J’ai voulu que cette réforme permette d’intégrer pleinement cette réalité des expositions. La mise en place d’une task force permettant de renforcer la coordination des agences de sécurité sanitaires européennes (alimentation, produits chimiques, médicaments…) en est une illustration concrète. Elle vise à mieux comprendre l’ensemble des facteurs — chimiques, environnementaux, professionnels, sociaux — qui influencent la santé. Cette approche est encore émergente mais elle est essentielle si l’on veut construire des politiques publiques cohérentes. 

J’ai également défendu un renforcement du rôle du Parlement européen. Lui permettre de saisir directement l’ECHA, c’est créer un outil de réactivité face aux risques émergents. C’est aussi une manière de renforcer le lien entre expertise scientifique et responsabilité démocratique. Demain, cela pourrait permettre d’agir plus rapidement sur des sujets comme les polymères plastiques ou d’autres substances encore insuffisamment encadrées. 

Mais il faut être lucide : cette réforme ne constitue qu’une première étape. 

La direction politique donnée par la Commission sur le dossier REACH (Enregistrement, évaluation et autorisation des substances chimiques) sera un moment clé pour la protection de notre santé. Ce cadre a longtemps été une référence mondiale mais certains souhaitent l’affaiblir. Nous souhaitons toujours une révision législative. Mais si celle-ci ne devait pas avoir lieu, nous demanderions des garanties solides à la Commission pour qu’elle n’utilise pas des moyens détournés pour déréguler. Aussi, nous pousserons pour renforcer les moyens de l’agence de produits chimiques et pour une meilleure prise en compte des nouveaux défis : les PFAS, les perturbateurs endocriniens, les effets cumulés, l’accélération de la recherche d’alternatives aux produits dangereux. 

Sur ces sujets, je serai constant. Je m’opposerai à toute tentative de dérégulation, qu’elle prenne la forme de grandes réformes ou de décisions plus discrètes. L’expérience récente l’a montré : les reculs ne sont pas que dans les textes, ils ont des conséquences concrètes sur la santé. 

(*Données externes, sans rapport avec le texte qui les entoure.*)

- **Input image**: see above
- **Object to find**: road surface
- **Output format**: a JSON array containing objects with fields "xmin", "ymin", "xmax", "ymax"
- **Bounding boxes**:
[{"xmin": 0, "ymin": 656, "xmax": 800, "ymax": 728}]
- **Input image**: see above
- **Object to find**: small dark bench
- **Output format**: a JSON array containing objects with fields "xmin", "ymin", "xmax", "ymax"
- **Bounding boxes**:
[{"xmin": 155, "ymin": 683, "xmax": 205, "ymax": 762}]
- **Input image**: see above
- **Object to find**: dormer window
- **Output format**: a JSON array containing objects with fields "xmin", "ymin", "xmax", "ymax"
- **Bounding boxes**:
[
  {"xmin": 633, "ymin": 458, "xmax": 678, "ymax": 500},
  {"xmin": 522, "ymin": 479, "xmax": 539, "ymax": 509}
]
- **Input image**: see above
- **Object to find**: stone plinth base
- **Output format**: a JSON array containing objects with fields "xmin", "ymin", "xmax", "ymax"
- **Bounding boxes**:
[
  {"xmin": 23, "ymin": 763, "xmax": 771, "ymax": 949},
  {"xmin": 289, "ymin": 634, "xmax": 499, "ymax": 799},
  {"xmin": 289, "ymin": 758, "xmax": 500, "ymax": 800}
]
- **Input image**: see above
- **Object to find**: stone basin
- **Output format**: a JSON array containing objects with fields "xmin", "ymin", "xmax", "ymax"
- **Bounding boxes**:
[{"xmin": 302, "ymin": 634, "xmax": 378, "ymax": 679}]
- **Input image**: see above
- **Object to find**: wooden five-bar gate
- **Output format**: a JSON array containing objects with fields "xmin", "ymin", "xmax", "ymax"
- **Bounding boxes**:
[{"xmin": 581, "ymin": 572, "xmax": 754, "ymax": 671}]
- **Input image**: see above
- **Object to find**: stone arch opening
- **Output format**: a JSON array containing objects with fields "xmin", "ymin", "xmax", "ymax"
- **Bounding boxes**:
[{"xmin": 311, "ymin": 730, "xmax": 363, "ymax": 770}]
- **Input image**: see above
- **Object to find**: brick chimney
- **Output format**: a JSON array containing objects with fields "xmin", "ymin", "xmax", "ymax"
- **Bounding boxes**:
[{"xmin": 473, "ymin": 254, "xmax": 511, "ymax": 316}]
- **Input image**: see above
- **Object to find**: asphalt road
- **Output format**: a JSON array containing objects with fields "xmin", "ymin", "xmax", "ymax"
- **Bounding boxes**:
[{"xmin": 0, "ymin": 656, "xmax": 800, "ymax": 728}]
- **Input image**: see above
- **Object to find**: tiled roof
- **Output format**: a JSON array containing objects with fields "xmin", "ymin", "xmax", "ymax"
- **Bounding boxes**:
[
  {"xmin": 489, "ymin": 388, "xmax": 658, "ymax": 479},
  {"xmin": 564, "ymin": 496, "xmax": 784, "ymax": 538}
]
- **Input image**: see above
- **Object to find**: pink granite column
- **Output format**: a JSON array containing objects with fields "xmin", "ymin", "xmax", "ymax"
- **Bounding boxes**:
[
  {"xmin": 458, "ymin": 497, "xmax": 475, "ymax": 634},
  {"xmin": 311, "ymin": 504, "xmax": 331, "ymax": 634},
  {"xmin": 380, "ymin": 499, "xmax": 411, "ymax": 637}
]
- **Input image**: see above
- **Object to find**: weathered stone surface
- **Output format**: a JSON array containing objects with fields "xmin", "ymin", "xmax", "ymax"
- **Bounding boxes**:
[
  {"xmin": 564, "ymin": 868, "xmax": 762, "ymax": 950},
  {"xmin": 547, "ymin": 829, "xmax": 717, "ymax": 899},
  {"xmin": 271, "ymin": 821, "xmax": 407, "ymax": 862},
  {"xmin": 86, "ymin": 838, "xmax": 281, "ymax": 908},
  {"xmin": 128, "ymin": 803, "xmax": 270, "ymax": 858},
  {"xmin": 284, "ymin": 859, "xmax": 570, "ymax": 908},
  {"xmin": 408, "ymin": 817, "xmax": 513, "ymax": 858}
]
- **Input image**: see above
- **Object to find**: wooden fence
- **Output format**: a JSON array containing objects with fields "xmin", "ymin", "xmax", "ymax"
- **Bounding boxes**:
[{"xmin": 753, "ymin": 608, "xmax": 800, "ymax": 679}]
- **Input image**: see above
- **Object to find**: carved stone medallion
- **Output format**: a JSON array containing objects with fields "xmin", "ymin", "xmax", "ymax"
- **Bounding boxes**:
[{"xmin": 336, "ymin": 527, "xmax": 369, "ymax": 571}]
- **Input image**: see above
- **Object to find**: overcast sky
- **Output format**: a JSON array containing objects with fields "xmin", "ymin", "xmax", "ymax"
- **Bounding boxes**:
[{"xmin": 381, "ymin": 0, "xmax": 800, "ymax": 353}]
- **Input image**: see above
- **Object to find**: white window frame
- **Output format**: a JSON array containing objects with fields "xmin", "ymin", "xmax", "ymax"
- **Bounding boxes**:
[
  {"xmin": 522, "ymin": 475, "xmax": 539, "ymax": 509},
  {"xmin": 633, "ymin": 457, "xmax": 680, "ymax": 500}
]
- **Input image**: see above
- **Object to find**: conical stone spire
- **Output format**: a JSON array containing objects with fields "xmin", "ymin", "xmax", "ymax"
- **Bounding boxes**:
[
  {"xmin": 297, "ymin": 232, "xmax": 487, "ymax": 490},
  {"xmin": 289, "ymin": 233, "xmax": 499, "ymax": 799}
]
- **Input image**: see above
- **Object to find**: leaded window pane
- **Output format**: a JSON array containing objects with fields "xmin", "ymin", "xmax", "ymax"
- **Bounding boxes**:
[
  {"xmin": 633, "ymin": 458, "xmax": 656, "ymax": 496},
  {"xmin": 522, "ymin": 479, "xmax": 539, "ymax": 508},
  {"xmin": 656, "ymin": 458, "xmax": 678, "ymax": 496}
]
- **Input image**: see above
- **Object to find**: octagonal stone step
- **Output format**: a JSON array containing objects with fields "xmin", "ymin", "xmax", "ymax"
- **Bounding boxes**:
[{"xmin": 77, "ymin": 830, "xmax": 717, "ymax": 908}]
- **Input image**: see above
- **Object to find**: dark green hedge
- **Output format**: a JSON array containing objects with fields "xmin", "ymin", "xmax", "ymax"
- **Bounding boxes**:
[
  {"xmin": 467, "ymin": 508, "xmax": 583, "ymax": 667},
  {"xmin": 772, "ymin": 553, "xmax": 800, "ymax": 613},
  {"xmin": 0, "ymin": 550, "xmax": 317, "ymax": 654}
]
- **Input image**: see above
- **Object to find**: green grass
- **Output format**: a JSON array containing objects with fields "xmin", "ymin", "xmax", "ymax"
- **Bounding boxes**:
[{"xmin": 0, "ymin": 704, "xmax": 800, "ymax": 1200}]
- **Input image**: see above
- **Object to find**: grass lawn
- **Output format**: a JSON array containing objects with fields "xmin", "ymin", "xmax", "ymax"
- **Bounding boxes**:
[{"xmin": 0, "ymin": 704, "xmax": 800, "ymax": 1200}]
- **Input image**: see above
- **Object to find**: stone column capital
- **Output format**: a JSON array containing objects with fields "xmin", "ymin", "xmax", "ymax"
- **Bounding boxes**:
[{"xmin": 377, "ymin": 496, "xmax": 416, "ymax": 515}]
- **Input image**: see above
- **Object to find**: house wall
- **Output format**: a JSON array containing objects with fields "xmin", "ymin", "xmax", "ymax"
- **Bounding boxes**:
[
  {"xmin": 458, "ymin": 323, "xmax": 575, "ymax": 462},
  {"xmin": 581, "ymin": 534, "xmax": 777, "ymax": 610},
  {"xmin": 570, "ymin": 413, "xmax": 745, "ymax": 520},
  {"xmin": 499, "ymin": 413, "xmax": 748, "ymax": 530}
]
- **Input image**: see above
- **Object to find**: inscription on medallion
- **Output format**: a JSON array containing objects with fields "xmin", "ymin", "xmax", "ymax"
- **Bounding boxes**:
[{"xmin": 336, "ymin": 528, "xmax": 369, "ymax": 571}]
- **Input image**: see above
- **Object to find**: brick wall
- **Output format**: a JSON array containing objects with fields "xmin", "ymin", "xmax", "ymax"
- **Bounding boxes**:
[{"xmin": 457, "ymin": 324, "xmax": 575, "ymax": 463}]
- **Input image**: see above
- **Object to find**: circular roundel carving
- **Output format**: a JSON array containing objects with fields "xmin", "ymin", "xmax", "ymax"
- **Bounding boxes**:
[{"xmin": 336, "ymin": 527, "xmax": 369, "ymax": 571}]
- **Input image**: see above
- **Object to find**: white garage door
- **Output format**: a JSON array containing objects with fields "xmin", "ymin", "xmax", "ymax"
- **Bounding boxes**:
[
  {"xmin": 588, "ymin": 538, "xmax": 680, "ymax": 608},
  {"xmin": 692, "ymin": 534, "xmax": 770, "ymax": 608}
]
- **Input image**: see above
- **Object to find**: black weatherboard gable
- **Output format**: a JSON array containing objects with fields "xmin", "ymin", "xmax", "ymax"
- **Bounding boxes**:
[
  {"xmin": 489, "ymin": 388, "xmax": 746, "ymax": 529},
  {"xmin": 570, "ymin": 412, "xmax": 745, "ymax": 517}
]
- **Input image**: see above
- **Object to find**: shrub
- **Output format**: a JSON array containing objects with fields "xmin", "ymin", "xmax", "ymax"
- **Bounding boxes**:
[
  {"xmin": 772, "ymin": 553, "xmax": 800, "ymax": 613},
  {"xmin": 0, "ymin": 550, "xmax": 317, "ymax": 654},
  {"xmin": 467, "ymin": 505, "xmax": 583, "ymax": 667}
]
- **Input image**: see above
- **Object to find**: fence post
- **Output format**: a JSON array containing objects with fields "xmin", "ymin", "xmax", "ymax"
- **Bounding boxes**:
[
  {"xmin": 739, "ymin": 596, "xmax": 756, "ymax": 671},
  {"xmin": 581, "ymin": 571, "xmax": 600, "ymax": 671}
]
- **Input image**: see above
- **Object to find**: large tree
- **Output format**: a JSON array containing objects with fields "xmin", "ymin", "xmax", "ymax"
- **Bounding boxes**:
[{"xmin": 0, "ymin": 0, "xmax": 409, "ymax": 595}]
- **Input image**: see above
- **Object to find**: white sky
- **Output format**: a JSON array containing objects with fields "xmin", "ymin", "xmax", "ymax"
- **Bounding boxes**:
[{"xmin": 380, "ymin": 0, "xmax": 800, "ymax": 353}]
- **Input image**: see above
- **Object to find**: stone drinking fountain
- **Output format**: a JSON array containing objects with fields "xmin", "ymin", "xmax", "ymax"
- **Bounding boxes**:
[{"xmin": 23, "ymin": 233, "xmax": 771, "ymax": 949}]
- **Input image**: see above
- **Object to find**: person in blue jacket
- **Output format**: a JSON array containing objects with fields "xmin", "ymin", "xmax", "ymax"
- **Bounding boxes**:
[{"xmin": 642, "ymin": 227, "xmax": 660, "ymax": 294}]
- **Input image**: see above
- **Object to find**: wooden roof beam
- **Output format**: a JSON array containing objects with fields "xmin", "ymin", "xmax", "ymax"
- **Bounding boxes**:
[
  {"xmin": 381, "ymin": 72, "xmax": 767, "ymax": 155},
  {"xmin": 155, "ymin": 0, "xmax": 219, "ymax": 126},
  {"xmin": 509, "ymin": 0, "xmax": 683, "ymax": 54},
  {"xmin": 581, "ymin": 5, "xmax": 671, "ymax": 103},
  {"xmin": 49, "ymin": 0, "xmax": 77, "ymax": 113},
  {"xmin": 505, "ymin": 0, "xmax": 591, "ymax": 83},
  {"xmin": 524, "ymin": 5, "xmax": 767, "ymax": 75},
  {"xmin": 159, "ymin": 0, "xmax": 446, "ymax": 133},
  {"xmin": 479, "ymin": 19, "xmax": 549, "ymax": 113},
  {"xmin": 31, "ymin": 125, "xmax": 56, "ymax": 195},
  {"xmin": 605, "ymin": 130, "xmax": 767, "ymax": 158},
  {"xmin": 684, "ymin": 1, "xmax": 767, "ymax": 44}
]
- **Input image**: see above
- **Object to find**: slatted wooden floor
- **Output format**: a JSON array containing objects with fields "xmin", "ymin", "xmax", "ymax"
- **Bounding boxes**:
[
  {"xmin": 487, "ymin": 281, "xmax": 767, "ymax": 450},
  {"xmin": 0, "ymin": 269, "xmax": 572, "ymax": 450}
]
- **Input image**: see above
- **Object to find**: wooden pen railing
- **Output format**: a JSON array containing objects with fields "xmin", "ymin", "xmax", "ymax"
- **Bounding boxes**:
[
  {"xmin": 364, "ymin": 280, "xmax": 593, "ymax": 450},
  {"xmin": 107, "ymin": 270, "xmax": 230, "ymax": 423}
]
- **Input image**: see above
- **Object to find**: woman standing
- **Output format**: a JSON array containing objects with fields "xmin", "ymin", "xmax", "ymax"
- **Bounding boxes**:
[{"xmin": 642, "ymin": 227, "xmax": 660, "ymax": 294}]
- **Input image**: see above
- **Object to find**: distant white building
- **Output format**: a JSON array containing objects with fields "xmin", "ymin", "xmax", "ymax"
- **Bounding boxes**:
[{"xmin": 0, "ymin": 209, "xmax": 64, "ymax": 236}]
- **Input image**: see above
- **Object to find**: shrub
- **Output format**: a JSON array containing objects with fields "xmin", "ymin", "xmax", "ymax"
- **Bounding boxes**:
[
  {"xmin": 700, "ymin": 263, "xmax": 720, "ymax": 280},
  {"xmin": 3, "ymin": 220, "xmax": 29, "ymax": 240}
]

Les prochains débats, notamment sur le « food and feed omnibus » (simplification des règles en matière de sécurité des denrées alimentaires et des aliments pour animaux) seront à cet égard déterminants. Autoriser de facto certains pesticides sans limite dans le temps et sans réévaluation scientifique régulière serait une erreur majeure. De la même manière, la question des PFAS impose une réponse beaucoup plus ambitieuse. Je défends l’idée d’une restriction globale, avec des dérogations strictement limitées, et un objectif clair à terme : sortir de ces substances. 

Au fond, tous ces combats s’inscrivent dans une même vision. 

Une Europe qui protège réellement ne peut pas se contenter de réagir. Elle doit anticiper. Elle doit investir dans la science. Elle doit accepter la complexité plutôt que la simplification excessive. Elle doit aussi assumer que la santé et l’environnement ne sont pas des variables d’ajustement.